For a long time, Kurdish people have not had leaders and institutions to reassure us in crisis situations like this. The ruling Justice and Development Party (AKP) has repeatedly made promises about peace, fixing the economy, recognising our identity, and respecting democracy.

But AKP ministers and politicians have consistently failed to follow through on their promises. Kurdish people have no reason to believe their most recent announcements.

Our own institutions are in disarray. We do not have a mayor in Diyarbakır to speak out on our behalf in such a life-or-death crisis, because our mayor (who also happens to be one of the best doctors in the city), Selçuk Mızraklı, is in prison.

Many of our other institutions have lost their effectiveness as a result of years of pressure, especially over these past two years. Their ties to the public have weakened, and the institutions that were most closely engaged with the people have been shut down. As a result, people here are gripped by a general feeling of abandonment.

There is of course an issue of leadership and dialogue as well. Currently, there is no leader to speak to the Kurdish people in a time of crisis. The strongest leader who could speak to us is Selahattin Demirtaş, the former co-chair of the Peoples’ Democracy Party (HDP), who is in prison. Although he sends messages from prison from time to time, these messages would be more effective in person.

A lack of dialogue is a serious problem. The government trustee assigned by the central government to replace the mayor has not established any dialogue with the residents of the city. The city residents do not have much of an expectation of dialogue from the trustee. But if the city had a leader that we had elected, whom we trusted, believed, loved, respected, and embraced, people would probably listen to that person and be more willing to take necessary precautions against the coronavirus.

Instead, today we are a people who do not even trust our municipalities. We avoid government buildings unless strictly necessary, who are separated by police barriers from their government.

Another problem is the fact that executive orders have closed down most of the city’s non-profit organisations over the past four years. We no longer have the grassroots that can convey messages to the public. We do not have institutions that can act as intermediaries. Our women’s organisations, children’s organisations, anti-poverty organisations, youth organisations. Virtually all of them have disappeared.

The Sarmaşık (Ivy) Association for Combating Poverty, which was shut down through executive order in September of 2016, used to provide food and support every month to the city’s most impoverished 4,500 families. If Sarmaşık were still open today, the organisation would have provided the necessary support for those families.
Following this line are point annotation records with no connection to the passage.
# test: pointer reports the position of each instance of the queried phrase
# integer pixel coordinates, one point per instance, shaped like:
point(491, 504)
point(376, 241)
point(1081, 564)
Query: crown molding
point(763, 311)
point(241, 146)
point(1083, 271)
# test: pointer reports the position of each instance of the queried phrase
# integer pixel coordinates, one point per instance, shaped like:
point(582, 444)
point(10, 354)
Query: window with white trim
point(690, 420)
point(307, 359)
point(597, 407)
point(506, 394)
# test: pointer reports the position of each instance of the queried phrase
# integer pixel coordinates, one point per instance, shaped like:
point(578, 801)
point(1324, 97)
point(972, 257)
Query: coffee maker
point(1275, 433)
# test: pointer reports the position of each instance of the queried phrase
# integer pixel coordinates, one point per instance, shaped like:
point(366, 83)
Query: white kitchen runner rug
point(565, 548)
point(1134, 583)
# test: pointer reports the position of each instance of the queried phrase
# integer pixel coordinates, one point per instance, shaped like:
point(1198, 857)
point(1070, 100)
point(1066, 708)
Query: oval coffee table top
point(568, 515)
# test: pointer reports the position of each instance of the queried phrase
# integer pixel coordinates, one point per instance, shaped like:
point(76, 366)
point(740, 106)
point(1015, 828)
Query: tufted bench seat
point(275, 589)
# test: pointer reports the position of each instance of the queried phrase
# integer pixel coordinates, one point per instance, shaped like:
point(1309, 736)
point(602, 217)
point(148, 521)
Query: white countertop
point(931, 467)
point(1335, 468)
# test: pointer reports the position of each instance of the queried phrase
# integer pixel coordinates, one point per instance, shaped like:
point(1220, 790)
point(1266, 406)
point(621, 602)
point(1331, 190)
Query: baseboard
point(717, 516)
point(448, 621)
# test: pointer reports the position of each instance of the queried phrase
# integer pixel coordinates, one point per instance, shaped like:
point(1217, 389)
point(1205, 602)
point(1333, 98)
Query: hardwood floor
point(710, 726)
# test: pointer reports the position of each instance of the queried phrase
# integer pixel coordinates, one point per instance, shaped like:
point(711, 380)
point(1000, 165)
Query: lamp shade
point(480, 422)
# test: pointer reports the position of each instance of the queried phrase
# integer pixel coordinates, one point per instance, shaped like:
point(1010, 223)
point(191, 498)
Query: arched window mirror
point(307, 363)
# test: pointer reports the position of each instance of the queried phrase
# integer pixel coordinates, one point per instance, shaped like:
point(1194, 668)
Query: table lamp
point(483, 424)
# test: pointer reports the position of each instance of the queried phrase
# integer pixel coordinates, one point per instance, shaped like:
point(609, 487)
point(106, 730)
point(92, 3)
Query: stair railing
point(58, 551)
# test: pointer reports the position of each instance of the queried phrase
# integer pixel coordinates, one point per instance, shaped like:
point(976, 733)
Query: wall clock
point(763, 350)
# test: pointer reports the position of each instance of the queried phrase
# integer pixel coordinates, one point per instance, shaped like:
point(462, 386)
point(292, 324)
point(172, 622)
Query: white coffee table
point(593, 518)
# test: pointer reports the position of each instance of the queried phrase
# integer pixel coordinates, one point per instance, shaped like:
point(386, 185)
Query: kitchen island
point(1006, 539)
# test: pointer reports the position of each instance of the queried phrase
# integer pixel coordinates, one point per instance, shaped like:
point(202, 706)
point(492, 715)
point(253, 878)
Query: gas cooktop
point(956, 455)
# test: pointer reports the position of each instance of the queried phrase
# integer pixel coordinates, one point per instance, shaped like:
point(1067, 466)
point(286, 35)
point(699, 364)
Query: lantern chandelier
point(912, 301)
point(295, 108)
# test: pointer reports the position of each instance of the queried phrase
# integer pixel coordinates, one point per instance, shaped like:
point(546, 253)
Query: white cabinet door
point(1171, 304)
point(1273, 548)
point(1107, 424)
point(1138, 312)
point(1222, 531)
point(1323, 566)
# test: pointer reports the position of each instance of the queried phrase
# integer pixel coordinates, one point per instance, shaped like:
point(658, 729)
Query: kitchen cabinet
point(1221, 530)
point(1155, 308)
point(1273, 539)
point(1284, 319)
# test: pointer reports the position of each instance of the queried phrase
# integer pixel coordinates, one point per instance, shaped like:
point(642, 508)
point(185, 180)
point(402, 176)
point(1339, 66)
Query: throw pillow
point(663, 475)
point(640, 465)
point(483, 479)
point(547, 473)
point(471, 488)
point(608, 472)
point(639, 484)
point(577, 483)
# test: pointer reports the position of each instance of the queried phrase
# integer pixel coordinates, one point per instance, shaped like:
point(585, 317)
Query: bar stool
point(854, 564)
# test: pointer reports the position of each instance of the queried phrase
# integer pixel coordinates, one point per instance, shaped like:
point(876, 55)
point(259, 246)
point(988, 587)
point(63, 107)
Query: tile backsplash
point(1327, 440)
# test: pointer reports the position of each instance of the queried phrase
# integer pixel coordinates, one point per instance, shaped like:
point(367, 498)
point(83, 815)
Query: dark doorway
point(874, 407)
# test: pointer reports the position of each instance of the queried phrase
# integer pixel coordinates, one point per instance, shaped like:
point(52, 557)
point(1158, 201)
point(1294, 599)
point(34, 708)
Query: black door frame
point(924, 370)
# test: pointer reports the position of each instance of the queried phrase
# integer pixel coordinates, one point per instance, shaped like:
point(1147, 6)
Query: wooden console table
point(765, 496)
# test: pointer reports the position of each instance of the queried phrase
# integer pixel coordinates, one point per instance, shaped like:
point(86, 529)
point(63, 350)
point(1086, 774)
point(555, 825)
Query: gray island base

Instead, former leaders of Sarmaşık, like Mızraklı and Şerif Camcı, are instead accused of supporting terrorist organisations because of their work combating poverty, and are put on trial. The pressures, firings, and court cases that have been brought against members of organisations like the Turkish Medical Association and the Healthcare Workers Union have weakened institutions that serve important functions in pandemics. In the past five years, the government has tried every tactic to weaken non-profit organisations in Kurdish cities, from closures to arrests and firings.

Kurdish society is an organised and connected society, but the government has worked hard to destroy institutional unity in the past few years through executive diktats. It has been partially successful.

Another reason behind the apathy towards the coronavirus is of course the fighting and destruction that we lived through in 2015-2016. This state of mind is evident in many Diyarbakır residents, from children to the elderly. After what we have seen – the bodies left in the streets, Sur collapsing on us, after months of bombing – it is hard to push people into taking sufficient coronavirus precautions.

We have been at home for a week with the children, and we have run out of cheese. Braided cheese, a regional delicacy, is important for the people of Diyarbakır. I go to the dairy behind our house, which is open and busy. Coronavirus is nowhere to be found.

Without fully entering the shop, trying to maintain my distance, I ask the young person working at the shop to give me two kilograms of braided cheese. I say, “I wish you would wear gloves and a mask.” Strange glances are exchanged. In the packed shop, an elderly man calls out to me: “Daughter, forget about coronavirus. After all that we have seen, koronavirüs çî ye?”*

Laugher takes hold of me …

 

* Kurdish for “What is the coronavirus?”